会期:2025/08/19~2025/12/28
会場:生活工房ギャラリー[東京都]
公式サイト:https://www.setagaya-ldc.net/program/615/
戦後80年の節目を迎えることから、今年は多くの媒体や施設で先の戦争を振り返る企画が催されてきた。その切り口はさまざまであるが、本展は子どもに視座を置いた内容という点でなかなかユニークだった。確かにいつの時代にも子どもは社会のなかで育つ。したがって戦争という有事が成育環境に大きな影響を与えるという意味で、子どもは最大の被害者であるのかもしれない。日本は明治中期から隣国と戦争を始めた歴史を持つが、国内が戦争一色に染まり、庶民の暮らしに色濃く影響を与えるようになるのは昭和初期である。知られているように、学校教育においても軍国主義的な色彩を帯びたことから、大量の軍国少年・少女が生まれていった。そうした負の時代から目を逸らすことなく、戦前・戦中・戦後を通して、子どもの玩具や雑誌、文具などをずらりと展示したのが本展である。

展示風景 生活工房ギャラリー[写真:高見知香]

展示風景 生活工房ギャラリー[写真:高見知香]
展示品のなかでも印象的だったのはすごろくだ。

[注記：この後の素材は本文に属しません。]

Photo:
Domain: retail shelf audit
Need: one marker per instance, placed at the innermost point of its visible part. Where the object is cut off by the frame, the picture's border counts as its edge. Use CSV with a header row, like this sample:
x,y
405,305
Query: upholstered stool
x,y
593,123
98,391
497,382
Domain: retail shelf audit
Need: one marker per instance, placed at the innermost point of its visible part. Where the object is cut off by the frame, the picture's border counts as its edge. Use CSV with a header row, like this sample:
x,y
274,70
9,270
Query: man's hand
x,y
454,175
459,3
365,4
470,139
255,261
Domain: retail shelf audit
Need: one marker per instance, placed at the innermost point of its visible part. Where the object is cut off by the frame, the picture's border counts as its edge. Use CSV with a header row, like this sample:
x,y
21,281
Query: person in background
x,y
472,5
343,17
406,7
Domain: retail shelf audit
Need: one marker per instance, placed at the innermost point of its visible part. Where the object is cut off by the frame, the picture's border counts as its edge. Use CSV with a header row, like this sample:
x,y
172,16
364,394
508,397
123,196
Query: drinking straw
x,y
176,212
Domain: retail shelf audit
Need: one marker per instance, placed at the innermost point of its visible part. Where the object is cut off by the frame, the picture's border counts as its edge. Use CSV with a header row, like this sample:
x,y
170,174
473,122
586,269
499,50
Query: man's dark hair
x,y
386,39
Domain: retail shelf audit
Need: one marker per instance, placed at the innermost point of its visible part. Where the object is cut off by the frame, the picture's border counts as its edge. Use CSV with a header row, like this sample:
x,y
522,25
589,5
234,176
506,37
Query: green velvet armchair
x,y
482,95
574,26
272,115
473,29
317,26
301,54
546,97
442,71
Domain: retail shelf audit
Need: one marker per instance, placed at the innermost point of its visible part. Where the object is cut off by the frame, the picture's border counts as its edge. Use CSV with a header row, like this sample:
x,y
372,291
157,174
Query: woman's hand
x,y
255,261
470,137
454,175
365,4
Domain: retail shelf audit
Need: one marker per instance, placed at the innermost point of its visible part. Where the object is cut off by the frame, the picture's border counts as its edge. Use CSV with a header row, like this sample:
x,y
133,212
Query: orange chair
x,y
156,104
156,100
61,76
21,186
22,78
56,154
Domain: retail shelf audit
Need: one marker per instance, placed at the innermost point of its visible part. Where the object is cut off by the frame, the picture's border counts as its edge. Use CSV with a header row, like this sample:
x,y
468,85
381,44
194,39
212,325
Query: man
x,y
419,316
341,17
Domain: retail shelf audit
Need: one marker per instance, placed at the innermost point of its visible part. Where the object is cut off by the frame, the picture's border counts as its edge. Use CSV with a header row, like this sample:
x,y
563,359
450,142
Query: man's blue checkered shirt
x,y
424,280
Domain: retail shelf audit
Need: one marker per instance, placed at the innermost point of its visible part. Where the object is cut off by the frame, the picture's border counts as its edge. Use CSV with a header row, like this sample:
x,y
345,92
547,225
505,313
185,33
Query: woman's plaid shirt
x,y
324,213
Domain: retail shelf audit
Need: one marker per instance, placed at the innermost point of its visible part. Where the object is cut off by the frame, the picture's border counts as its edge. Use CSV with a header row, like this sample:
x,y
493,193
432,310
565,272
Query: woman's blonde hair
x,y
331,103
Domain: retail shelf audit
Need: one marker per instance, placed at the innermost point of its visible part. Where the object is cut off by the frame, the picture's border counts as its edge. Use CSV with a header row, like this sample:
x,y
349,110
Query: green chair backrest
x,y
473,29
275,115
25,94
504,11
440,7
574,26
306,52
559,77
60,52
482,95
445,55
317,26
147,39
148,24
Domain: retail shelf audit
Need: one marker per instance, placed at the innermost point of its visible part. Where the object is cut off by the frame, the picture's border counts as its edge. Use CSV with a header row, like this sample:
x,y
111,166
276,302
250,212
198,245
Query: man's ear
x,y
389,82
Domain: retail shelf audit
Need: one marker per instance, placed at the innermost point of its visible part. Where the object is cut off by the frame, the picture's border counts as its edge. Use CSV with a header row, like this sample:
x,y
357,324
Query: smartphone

あるひとつのテーマを設け、ストーリー仕立てにして、絵と文字でスタートからゴールまで誘導していくこの手の玩具は、教育やプロパガンダにうってつけであることに改めて気がついた。大正時代には礼儀正しく、心身ともに健康で、家の手伝いも学校の勉強も毎日積極的に行なうといった模範生を描いたすごろくが流通するが、昭和初期にはまさに戦意高揚をかき立てる物々しいすごろくが出回ったようで、その描かれた内容のすさまじさに空恐ろしくなった。何事も吸収しやすい子どもへのその影響力たるや……。しかし戦後の高度経済成長期は一変して社会が平和主義に傾き、すごろくも温かく夢のある内容に変わっていく。また『鉄腕アトム』『月光仮面』『鉄人28号』といった漫画やアニメが台頭し、子どもたちを夢中にさせるヒーローが続々登場した。おそらく戦中での子どもたちのヒーローは「兵隊さん」だったのだろう。幼い子どもがどんなことに心を奪われやすいのかといった心理を巧みに突き、それを利用して軍国教育を行なった戦中の日本社会は、やはり罪が深いと思わざるを得ない。